経団連事業サービス(中西宏明会長)は12月18日、東京・大手町の経団連会館で第30回「経団連 Power Up カレッジ」を開催し、住友商事の中村邦晴会長から講演を聞いた。概要は次のとおり。

■ 住友・住友商事の歴史

住友の起源は約400年前の初代・住友政友にさかのぼる。その後、住友は四国の別子銅山を中核事業として約300年にわたって経営し、明治期にはいち早く西洋の技術を取り入れて近代化を進めた。
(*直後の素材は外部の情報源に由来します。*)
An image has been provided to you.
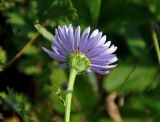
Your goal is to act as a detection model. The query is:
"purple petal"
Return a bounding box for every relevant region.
[84,32,102,52]
[60,63,67,69]
[74,26,81,49]
[97,35,106,46]
[56,27,70,50]
[42,47,65,62]
[91,67,110,75]
[91,64,117,69]
[68,27,75,51]
[51,45,67,56]
[86,46,106,58]
[79,27,90,52]
[90,29,99,38]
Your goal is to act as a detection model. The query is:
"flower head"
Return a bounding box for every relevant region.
[43,25,118,74]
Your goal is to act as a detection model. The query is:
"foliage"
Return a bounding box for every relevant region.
[0,0,160,122]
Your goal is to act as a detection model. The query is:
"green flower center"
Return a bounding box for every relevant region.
[67,52,90,72]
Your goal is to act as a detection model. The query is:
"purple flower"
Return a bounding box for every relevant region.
[43,25,118,74]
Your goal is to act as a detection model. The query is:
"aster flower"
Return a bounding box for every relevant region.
[43,25,118,74]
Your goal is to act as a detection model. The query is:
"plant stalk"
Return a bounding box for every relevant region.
[65,68,77,122]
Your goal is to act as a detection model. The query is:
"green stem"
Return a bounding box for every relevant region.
[151,22,160,65]
[65,68,77,122]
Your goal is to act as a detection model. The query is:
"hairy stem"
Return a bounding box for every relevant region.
[105,92,123,122]
[65,69,77,122]
[150,22,160,64]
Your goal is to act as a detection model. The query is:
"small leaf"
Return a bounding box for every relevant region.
[34,23,54,41]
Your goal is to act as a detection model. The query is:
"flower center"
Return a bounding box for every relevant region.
[67,52,90,72]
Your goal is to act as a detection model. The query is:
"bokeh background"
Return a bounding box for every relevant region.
[0,0,160,122]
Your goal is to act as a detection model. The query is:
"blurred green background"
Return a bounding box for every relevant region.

その過程で、銅山の周辺事業および課題解決のなかから、林業・化学・重機械・電工など多くの事業を生み出し、現在のグループ19社まで広がっている。その長い歴史のなかで「自利利他公私一如」(自らを利するとともに国家・社会を利する)に代表される住友の事業精神は脈々とグループ各社に受け継がれている。荒廃した別子銅山に植林を続け、元の緑あふれる山に戻したこともその表れといえる。

住友商事はその前身が1919年に設立され、この12月で創立100周年を迎える。現在、当社では、住友の事業精神を踏まえ、優先的に取り組むべき課題を、社会とともに持続的に成長するための6つのマテリアリティ(重要課題)として特定した。

■ 経営改革と成長戦略の推進

私が社長に就いた2012年当時は基礎収益力の伸びが横ばいであったことから、資源ビジネスを成長ドライバーとして掲げ、米国のシェールガス開発プロジェクトに参画した。ところが、中国経済の減速による資源価格下落などもあり、同プロジェクトから撤退、大きな損失が発生した。さらに、オイルマネーの縮小により鋼管、建機、自動車などの需要も減少し、2014年度には多額の損失を計上した。

そのような背景から、15年から3年間、より高度な経営・組織体制を構築するため、2つの改革に取り組んだ。一つは「ガバナンスと意思決定プロセスの見直し」である。従来の経営会議は各部門のトップが社長に対して活動内容を報告する情報交換の場だったが、これをすべての部門長が議論に参加し、経営上の重要事項についての意思決定を行う機関に改めた。

もう一つは「リスク管理の抜本的見直し・強化」である。まず、部門長の決裁権限額を引き上げることで、決裁の迅速化を図った。それを超える案件は、部門で審議した後、全社レベルの委員会で議論するなど階層を増やし多面的な視点で審議を行うようにした。

あわせて成長戦略も推進し、投資実行後のモニタリング体制見直しなどの収益基盤強化策とキャッシュフロー重視・有利子負債削減などの財務健全性改善策を実施した。

これらの改革により、17年度には連結ベースで過去最高益を更新することができた。

■ サステナブルな経営とは

私は、当社が「永続的に社会から必要とされ、尊敬される企業でありたい」と常々考えている。かつて、私は担当したイタリア車の輸入販売会社を閉鎖せざるを得ず、夢を持って集まった仲間の雇用を守れなかったことがある。全員に再就職先を確保したが、必ずしも幸せそうではなかった。この時、「企業が存続すること」と「仕事に夢を持てること」が表裏一体であり、それがいかに重要であるかを痛感した。

最後に、私がこれまでの経験から学んだ考え方を述べ、講演を締めたい。(1)組織が変化できるか否かは経営者がカギを握っている(2)よい仕事をするには「夢」が必要である(3)正々堂々と向き合えば、仕事は人を幸せにする(4)事業活動を通じてすべてのステークホルダーを「幸せ」にできる企業でありたい(5)だからこそ、企業はサステナブルでなくてはならない――ということである。